La lumière tombe, voilà, texte merveilleux. Le plus beau texte de Plotin qu’il soit, troisième énnéades dans le grand texte dont je vous avais dit juste un mot, sur la contemplation : Il fait parler la nature - je lis le texte et c’est du style Plotin à l’état pur, c’est de toute beauté. Hélas quand je dis style Plotin, j’ai une idée sur le style Plotin et le style des néoplatoniciens : c’est des professeurs, c’est des grands professeurs. Alors, hélas on ne connaît leurs oeuvres que par les disciples qui ont pris des notes. Alors c’est embêtant ça, c’est évidemment embêtant. Mais c’est un style qui parait... eh bien d’abord c’est difficile, c’est très difficile, c’est presque inintelligible.

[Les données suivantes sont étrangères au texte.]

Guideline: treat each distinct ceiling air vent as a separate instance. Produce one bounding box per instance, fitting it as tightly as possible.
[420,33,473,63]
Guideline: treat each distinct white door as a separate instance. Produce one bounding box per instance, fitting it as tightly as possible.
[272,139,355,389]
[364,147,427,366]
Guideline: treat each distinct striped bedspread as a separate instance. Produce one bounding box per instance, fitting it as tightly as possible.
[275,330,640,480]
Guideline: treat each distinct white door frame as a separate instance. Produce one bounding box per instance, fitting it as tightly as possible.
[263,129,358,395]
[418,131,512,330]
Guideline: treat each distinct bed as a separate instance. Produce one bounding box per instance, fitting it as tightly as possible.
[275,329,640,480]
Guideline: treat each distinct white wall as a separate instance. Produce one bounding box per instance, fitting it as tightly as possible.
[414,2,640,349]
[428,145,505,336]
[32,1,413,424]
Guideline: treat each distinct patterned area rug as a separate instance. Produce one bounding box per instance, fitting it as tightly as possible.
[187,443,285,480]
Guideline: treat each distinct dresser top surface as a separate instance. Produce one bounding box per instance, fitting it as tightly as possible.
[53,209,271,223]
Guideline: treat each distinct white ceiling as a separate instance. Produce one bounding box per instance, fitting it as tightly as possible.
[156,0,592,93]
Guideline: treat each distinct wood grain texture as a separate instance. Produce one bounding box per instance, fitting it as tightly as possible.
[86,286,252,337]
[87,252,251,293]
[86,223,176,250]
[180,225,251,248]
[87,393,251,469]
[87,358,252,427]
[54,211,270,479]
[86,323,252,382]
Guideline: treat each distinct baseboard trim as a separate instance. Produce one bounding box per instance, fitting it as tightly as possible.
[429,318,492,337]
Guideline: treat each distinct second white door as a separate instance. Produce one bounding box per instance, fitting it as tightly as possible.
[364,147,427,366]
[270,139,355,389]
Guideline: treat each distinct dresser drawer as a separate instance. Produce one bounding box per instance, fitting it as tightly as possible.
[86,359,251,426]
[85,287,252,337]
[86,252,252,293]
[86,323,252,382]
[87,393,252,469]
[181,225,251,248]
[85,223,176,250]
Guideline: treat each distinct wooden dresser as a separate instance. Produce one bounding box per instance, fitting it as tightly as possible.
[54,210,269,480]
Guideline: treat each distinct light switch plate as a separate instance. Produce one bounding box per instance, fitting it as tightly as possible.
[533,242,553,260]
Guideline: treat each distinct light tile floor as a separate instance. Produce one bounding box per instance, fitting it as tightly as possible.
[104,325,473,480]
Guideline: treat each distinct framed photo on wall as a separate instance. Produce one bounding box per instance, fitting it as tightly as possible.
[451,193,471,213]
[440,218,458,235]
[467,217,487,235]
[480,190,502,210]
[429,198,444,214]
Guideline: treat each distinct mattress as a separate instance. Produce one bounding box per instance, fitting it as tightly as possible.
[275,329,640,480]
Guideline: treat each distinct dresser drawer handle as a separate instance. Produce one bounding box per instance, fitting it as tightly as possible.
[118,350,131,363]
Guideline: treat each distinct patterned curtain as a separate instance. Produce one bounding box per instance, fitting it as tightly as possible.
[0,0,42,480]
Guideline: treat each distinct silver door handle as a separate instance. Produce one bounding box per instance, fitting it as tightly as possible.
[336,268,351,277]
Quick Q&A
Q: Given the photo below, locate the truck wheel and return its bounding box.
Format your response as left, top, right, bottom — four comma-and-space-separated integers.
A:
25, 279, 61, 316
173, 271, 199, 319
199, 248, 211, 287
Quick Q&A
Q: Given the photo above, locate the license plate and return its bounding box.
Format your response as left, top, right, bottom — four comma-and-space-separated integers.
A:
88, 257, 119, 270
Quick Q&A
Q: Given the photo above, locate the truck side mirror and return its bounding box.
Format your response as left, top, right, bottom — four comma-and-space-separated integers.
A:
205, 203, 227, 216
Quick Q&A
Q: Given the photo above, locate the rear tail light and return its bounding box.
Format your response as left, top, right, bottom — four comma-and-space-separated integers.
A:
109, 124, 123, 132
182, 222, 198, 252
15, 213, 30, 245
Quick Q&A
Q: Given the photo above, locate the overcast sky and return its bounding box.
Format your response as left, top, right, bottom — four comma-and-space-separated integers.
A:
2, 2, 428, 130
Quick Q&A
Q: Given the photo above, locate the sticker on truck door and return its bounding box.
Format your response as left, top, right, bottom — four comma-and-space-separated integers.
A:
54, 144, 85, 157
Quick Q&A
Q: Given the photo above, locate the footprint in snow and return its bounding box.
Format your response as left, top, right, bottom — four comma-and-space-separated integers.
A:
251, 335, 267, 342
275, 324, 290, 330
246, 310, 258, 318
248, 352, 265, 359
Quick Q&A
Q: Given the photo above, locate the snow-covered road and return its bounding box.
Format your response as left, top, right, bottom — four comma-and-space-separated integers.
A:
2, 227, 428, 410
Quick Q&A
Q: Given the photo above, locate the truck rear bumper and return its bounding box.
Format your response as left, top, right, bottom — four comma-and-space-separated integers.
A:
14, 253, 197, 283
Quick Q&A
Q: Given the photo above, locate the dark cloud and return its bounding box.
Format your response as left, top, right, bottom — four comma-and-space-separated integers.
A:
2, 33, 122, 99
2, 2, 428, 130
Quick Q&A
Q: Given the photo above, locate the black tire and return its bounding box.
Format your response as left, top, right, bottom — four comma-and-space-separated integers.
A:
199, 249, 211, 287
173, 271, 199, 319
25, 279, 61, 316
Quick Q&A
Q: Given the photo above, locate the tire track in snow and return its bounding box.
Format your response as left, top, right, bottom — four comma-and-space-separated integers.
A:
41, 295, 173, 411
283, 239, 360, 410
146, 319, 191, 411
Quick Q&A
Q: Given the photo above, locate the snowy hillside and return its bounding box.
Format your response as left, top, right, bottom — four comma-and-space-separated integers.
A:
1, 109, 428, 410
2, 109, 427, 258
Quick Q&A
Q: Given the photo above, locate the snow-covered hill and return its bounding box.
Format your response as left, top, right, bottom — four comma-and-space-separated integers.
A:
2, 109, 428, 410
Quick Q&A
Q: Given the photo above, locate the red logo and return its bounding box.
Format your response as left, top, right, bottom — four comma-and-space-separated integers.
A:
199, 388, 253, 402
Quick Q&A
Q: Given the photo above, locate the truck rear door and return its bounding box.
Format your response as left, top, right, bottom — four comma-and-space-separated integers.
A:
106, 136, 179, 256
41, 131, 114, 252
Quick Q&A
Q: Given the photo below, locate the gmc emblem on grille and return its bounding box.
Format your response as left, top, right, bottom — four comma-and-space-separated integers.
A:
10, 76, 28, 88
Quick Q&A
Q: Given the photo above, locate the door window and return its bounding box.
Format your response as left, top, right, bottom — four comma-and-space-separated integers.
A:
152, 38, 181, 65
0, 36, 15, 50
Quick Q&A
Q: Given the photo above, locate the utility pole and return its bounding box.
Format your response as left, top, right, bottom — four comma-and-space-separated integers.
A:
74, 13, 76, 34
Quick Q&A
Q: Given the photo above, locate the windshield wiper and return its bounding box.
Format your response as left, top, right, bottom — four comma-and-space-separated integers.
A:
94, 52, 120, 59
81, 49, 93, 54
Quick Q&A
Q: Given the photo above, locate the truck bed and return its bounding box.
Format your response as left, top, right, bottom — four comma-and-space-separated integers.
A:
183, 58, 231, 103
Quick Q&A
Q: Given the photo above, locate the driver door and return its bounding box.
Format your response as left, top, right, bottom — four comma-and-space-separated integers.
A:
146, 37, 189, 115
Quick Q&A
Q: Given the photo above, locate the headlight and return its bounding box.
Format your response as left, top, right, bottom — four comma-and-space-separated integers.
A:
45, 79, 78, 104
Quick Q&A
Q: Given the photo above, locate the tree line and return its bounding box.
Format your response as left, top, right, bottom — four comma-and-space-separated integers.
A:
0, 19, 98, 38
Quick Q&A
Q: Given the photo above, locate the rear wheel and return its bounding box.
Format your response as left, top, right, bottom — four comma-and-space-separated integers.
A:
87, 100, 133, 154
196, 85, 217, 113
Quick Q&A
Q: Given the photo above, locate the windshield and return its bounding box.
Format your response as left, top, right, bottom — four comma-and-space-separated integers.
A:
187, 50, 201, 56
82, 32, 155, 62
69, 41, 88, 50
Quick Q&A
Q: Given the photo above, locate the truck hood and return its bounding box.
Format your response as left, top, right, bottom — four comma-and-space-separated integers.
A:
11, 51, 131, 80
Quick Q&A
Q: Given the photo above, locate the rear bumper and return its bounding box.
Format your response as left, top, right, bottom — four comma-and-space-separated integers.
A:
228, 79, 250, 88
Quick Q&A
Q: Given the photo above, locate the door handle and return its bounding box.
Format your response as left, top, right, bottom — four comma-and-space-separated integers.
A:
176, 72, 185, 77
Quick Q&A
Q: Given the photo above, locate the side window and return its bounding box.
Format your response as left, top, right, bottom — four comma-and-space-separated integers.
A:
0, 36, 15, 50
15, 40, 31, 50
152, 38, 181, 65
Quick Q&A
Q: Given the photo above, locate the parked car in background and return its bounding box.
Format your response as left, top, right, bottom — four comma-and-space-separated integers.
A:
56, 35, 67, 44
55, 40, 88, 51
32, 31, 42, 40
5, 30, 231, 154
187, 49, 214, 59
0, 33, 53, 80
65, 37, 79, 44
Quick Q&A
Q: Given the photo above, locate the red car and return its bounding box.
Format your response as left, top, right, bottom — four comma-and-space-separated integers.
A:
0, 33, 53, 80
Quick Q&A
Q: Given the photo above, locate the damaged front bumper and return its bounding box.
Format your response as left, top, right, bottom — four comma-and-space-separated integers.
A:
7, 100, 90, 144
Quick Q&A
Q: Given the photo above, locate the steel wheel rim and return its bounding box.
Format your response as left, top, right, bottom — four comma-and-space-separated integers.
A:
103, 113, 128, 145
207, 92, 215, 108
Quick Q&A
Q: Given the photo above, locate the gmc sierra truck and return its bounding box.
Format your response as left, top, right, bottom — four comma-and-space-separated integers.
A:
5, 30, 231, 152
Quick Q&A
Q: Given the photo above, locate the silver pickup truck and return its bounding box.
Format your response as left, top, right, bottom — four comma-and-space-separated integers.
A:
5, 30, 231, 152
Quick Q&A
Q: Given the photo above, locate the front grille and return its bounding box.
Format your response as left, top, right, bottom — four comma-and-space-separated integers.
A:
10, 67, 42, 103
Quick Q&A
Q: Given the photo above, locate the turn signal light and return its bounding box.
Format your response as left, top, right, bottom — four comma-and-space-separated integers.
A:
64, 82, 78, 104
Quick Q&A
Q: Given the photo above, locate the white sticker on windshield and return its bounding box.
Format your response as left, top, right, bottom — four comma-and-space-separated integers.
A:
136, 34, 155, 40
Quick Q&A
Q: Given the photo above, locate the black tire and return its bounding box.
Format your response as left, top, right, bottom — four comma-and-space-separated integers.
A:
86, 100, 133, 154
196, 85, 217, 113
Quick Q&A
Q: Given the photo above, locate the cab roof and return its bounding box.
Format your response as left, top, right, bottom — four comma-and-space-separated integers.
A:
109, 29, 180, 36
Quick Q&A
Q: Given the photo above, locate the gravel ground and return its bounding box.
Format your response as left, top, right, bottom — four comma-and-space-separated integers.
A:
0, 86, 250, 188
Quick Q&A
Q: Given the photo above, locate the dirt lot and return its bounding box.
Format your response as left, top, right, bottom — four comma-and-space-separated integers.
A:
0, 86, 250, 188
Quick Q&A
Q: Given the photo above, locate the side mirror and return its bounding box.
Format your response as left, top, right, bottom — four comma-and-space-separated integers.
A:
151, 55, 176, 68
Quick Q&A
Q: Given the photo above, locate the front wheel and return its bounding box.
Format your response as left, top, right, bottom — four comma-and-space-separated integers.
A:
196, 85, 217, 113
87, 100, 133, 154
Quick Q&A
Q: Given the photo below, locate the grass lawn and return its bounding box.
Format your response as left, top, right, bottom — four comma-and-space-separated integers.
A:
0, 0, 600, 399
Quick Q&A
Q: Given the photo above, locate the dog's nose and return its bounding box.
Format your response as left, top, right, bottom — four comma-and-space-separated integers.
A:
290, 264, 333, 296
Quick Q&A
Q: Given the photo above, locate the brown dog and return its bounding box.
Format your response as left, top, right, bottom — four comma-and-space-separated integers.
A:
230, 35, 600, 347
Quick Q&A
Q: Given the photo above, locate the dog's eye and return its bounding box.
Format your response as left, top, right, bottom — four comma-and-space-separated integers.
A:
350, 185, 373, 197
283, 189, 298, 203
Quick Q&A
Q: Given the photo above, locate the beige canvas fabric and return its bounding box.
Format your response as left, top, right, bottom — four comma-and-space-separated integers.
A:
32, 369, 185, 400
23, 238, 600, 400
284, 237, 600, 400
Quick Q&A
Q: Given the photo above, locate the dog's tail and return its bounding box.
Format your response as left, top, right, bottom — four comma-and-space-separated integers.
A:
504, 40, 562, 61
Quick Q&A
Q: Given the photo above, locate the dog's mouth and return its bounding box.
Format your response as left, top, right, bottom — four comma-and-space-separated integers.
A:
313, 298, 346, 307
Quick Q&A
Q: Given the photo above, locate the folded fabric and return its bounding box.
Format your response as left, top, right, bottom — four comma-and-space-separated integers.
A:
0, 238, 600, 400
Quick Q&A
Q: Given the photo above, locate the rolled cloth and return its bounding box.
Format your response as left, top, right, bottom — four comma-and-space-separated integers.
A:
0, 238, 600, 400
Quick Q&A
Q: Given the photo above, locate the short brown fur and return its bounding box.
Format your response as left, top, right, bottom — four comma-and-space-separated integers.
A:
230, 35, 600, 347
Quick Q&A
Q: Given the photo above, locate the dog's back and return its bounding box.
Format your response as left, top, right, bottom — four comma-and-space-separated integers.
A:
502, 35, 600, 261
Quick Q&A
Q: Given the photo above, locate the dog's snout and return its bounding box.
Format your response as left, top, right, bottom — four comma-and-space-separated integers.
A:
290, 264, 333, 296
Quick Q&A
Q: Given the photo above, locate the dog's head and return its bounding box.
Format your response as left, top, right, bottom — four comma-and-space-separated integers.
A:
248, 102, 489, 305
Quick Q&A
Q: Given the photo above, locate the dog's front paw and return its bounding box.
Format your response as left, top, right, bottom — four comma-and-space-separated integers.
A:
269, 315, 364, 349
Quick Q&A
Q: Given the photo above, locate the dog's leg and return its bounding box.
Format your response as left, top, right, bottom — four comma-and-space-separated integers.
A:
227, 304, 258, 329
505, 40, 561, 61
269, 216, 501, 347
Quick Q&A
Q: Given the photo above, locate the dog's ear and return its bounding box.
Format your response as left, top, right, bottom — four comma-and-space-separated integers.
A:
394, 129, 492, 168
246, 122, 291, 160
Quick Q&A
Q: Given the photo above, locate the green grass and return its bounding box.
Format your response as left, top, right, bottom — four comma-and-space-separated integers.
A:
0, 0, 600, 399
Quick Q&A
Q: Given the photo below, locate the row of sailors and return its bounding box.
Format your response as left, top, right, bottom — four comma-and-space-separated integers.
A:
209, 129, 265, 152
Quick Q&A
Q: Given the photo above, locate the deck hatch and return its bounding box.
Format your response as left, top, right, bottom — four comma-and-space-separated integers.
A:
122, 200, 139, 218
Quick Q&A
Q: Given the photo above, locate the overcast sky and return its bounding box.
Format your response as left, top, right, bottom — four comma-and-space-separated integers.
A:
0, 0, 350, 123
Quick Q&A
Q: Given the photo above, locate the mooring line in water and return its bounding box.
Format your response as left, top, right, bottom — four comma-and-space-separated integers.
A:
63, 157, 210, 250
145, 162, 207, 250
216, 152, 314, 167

Euh, chez Plotin ça va, mais chez les autres, ça devient dur, c’est très dur, les traductions il faudrait être un hélléniste à fond pour pouvoir les lire... Mais quand même on en recueille les beautés à travers les traductions même pas bonnes et puis ils ont de si beaux noms. Je ne vous ai pas dit leur noms aux successeurs de Plotin, dans l’ordre c’est Proclus, ça c’est pas mal...un formidable, Lamblique, le grand Lamblique. Ils s’appelaient tous par Diadoque, c’étaient les successeurs, les chefs de l’école : Le Diadoque. Alors il y avait « Diadoque Proclus », le « grand Diadoque Plotin » et le « petit Diadoque Proclus », le » Diadoque Lamblique » et puis le dernier des Diadoques et là j’ai oublié de regarder dans le Larousse... non, j’ai cherché dans le Larousse mais il n’y est pas. Euh, dans le petit, mais il doit être dans le grand alors vous chercherez... Je ne sais absolument plus mais dans mon souvenir c’est entre le 7ème et le 9ème siècle après JC. Très tardif quoi, en plein êre byzantin, ça coïncide pleinement, il s’appelle Damasius. Damasius il me semble, j’ai lu ça il y a longtemps et j’ en ai gardé un souvenir ébloui... j’ai lu ce que j’ai pu de ces gens là et j’en ai gardé un souvenir ébloui, c’est formidable. Et Damasius... pourquoi je disais ça ? Oui... Oui !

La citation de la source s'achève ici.